Canceling a Contract – Speculative Land

Ohad Shpak Law Office
Ohad Shpak Law Office

A seller sold land for 10% of its fair market value and requested to cancel the agreement, claiming that he was "misled" and made a mistake. The court ruled that the buyer did not mislead him and did not know the fair market value of the land, but that it was "fair" to cancel the transaction.


Israeli law defines what constitutes “misrepresentation” in a contract. A person who enters a contract because of a misrepresentation made by the other party to the contract (or by someone acting on their behalf) is entitled to cancel the contract. Misrepresentation can also be a failure to disclose information that the other party was required to disclose – according to the law, according to custom, or according to the circumstances.


Of course, the plaintiff, who is essentially claiming that they were misled into entering the contract and is therefore seeking to cancel the contract between the parties, must prove that the other party to the contract, or someone acting on their behalf, was aware of certain facts and deliberately withheld them.


But what is the mistake defined under misrepresentation?


The Israel Contract Law states in the section dealing with error that a person who enters a contract due to a mistake and it can be assumed that if it were not for the mistake, he would not have entered that contract, and the other party to that contract knew or should have known about it, then he is entitled to cancel the contract.


Court rulings in Israel have ruled that to prove the error, it must be proven that there is a connection between the error and the signing of the agreement and that it is not a mistake that is not in the feasibility of the transaction.


Cancellation of a contract from justice


However, even if you are unable to prove that the other party knew about the error or should have known about it, according to Israeli law the court may cancel the contract – “if it saw that it was just to do so”.


Sale of real estate for 10% of the real value


Yosef and Guy were the owners of agricultural land in the northern city of Afula. Yosef was the owner of 1/4 of the land and Guy was the owner of 1/6.


In July 2016, the parties signed an agreement whereby Yosef sold his land to Guy for about NIS 220,000 and the sale agreement stated that it was agricultural land.


When the parties to the transaction filed a tax declaration with the Israeli Tax Authority, the Tax Authority demanded capital gains of about NIS 500,000, claiming that the land was worth NIS 2.2 million. The Israeli Tax Authority based this on information it received from the Afula Municipality, which stated that the land was included in a planned expansion that would be approved within one to two years.

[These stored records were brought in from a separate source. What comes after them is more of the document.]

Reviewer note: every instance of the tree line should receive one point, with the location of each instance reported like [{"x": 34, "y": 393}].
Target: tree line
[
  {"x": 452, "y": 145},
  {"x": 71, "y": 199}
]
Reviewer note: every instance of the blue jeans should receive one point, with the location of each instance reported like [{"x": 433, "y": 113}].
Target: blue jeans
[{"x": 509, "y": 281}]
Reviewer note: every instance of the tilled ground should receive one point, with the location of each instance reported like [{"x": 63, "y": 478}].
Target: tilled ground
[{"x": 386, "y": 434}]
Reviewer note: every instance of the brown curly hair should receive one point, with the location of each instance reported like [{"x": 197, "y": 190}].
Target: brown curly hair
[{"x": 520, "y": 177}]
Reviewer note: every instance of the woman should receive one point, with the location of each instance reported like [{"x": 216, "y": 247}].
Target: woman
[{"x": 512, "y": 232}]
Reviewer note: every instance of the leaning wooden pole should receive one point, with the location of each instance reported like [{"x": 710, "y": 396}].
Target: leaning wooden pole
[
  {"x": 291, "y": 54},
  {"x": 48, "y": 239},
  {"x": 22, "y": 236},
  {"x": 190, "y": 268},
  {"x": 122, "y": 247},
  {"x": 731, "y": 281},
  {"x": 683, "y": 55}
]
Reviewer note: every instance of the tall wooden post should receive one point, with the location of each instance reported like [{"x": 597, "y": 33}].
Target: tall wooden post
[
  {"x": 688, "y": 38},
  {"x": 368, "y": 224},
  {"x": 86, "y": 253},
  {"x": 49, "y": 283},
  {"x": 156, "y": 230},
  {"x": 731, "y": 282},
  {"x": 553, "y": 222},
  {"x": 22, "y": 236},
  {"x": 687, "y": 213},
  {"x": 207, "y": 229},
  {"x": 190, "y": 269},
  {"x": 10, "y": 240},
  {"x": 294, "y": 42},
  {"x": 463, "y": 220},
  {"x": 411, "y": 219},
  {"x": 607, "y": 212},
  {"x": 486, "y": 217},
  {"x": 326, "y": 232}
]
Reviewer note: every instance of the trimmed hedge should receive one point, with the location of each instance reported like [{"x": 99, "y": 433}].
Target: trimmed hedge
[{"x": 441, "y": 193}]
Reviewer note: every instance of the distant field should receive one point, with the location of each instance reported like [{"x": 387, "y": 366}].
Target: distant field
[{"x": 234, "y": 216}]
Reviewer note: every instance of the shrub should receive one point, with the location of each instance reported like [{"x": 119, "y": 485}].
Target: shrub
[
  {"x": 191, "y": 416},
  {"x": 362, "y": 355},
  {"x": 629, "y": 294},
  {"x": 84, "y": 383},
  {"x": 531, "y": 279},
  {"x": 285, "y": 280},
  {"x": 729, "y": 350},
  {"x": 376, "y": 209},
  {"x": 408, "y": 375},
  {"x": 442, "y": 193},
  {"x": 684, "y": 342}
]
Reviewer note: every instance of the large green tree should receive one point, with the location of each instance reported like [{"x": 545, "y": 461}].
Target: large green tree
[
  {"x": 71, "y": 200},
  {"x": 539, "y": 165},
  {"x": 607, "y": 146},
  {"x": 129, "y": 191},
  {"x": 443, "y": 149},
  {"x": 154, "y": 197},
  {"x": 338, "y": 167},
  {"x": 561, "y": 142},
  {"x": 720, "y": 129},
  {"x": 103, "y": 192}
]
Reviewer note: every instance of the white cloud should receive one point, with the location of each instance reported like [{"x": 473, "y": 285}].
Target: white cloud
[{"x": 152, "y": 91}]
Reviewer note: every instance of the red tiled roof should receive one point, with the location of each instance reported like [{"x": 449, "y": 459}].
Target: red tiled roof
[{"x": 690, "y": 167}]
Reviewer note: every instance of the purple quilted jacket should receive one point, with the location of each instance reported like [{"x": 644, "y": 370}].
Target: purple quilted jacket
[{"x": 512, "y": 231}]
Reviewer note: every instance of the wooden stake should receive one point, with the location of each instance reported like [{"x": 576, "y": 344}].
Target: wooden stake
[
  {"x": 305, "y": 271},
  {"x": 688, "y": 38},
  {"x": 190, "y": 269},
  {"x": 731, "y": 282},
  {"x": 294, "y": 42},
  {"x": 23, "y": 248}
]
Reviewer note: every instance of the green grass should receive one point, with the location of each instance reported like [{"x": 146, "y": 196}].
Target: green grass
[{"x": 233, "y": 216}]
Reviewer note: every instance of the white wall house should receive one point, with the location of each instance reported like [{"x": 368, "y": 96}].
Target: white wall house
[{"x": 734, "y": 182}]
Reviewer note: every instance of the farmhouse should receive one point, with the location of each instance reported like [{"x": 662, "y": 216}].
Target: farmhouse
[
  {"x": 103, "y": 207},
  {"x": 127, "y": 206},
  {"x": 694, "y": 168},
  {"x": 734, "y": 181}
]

The seller and the buyer appealed the Tax Authority’s decision, arguing that the Tax Authority had ignored the fact that the land was sold for NIS 220,000. They also argued that there was no guarantee that the planned expansion would be approved within one to two years.


The Tax Authority rejected the appeal, arguing that the land was “speculative land” because it was adjacent to an approved planning area. The Tax Authority argued that the land’s value should be based on the assumption that the planned expansion would be approved, even though there was no guarantee that it would be.


The seller filed a lawsuit and claimed he was misled by the buyer, who was a real estate developer. The seller alleged that the buyer knew that the land was likely to be rezoned for residential development, but he did not disclose this information to the seller.


The buyer denied that he misled the seller. He claimed that he did not know about the rezoning process when he purchased the land. He also argued that the seller’s claim of being misled was simply a mistake of judgment, which is not grounds for canceling a contract.


The District Court of Nazareth ruled in favor of the seller. The court found that the seller did not prove that the buyer misled him, but that it was “fair” to cancel the contract. The court reasoned that the seller had sold the land at a fraction of its fair market value, and that it would be unfair to require him to uphold the contract.


The court ordered the buyer to return the land to the seller and to pay the seller NIS 140,000 in compensation for the loss he suffered.


Additional information:


• The term “speculative land” refers to land that is purchased with the expectation that its value will increase in the future. In this case, the seller was unaware that the land was likely to be rezoned for residential development, so he did not purchase it with the intention of speculating on its future value.


• The court’s decision is based on the principle of fairness. The court found that it would be unfair to require the seller to uphold the contract, given that he sold the land at a fraction of its fair market value.